As previously indicated, the equities very strongly lean in favor of this Plaintiff and against her removal from the courthouse by a retroactive application of Wilson v. Garcia. The reasoning and result of Wachovia Bank and Trust Company, N.A. v. National Student Marketing Corporation, 650 F.2d 342 (D.C.Cir.1980), supports this conclusion. The issue here presented has now been carefully briefed and orally argued, and this court reaches the conclusion that it would be most inappropriate to retroactively apply Wilson v.
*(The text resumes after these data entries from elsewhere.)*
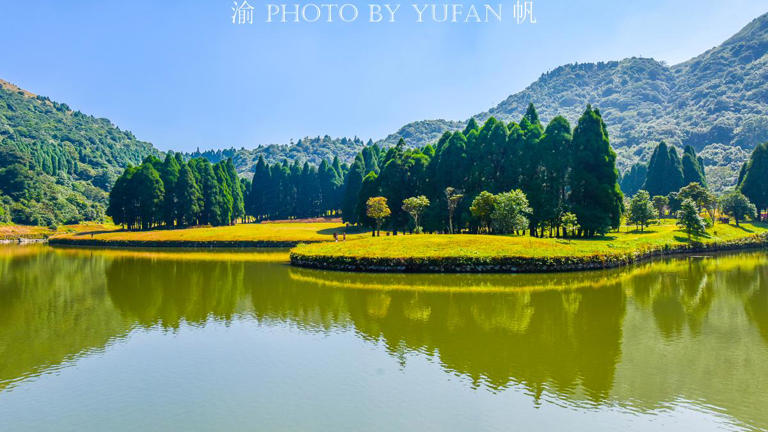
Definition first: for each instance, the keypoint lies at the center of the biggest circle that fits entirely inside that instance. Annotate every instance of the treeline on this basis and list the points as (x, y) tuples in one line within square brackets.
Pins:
[(667, 174), (294, 190), (558, 169), (173, 192)]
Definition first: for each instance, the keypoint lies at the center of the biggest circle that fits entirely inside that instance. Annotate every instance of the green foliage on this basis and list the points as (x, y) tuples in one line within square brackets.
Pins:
[(482, 207), (569, 222), (665, 171), (693, 168), (755, 182), (415, 206), (634, 179), (56, 165), (510, 212), (660, 203), (181, 194), (641, 210), (738, 206), (378, 210), (700, 195), (689, 219), (596, 198)]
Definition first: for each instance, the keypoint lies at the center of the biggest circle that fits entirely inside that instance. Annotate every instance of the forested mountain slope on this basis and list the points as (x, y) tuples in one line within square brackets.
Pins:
[(716, 102), (56, 164), (308, 149)]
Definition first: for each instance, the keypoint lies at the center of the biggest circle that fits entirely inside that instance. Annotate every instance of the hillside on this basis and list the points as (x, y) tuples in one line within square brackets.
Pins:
[(312, 150), (716, 102), (56, 164)]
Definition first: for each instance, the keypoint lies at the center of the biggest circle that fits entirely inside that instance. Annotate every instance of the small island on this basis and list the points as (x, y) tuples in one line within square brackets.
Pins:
[(484, 253)]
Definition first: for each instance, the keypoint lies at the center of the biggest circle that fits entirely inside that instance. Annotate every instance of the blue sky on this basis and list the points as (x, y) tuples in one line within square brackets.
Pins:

Garcia in this case to foreclose this Plaintiff from her day in court in regard to her complaint under § 1983.

Therefore, the Defendants' motion for judgment on the pleadings filed May 1, 1985, is denied.


[*] Sitting by designation pursuant to 28 U.S.C. § 292.

[1] Kolar v. County of Sangamon of State of Illinois, 756 F.2d 564 (7th Cir.1985); Sacks Brothers Loan Co., Inc. v. Cunningham, 578 F.2d 172 (7th Cir. 1978); Teague v. Caterpillar Tractor Co., 566 F.2d 7 (7th Cir.1977); Williams v. Fulton County Jail, 575 F. Supp. 306 (N.D.Ill.1983); Gates v. Montalbano, 555 F. Supp. 708 (N.D.Ill. 1983); Killingham v. Board of Governors of State Colleges and Universities, 549 F. Supp. 525 (N.D.Ill.1982); Hampton v. Hanrahan, 522 F. Supp. 140 (N.D.Ill.1981); Hermes v. Hein, 479 F. Supp. 820 (N.D.Ill.1979); Hurst v. Hederman, 451 F. Supp. 1354, 1355 (N.D.Ill.1978); Canada v. United Parcel Service, Inc., 446 F. Supp. 1048 (N.D.Ill.1978); Lawson v. Metropolitan Sanitary District of Greater Chicago, 102 F.R.D. 783 (N.D. Ill.1983); Hernandez v. United Fire Insurance Co., 79 F.R.D. 419 (N.D.Ill.1978).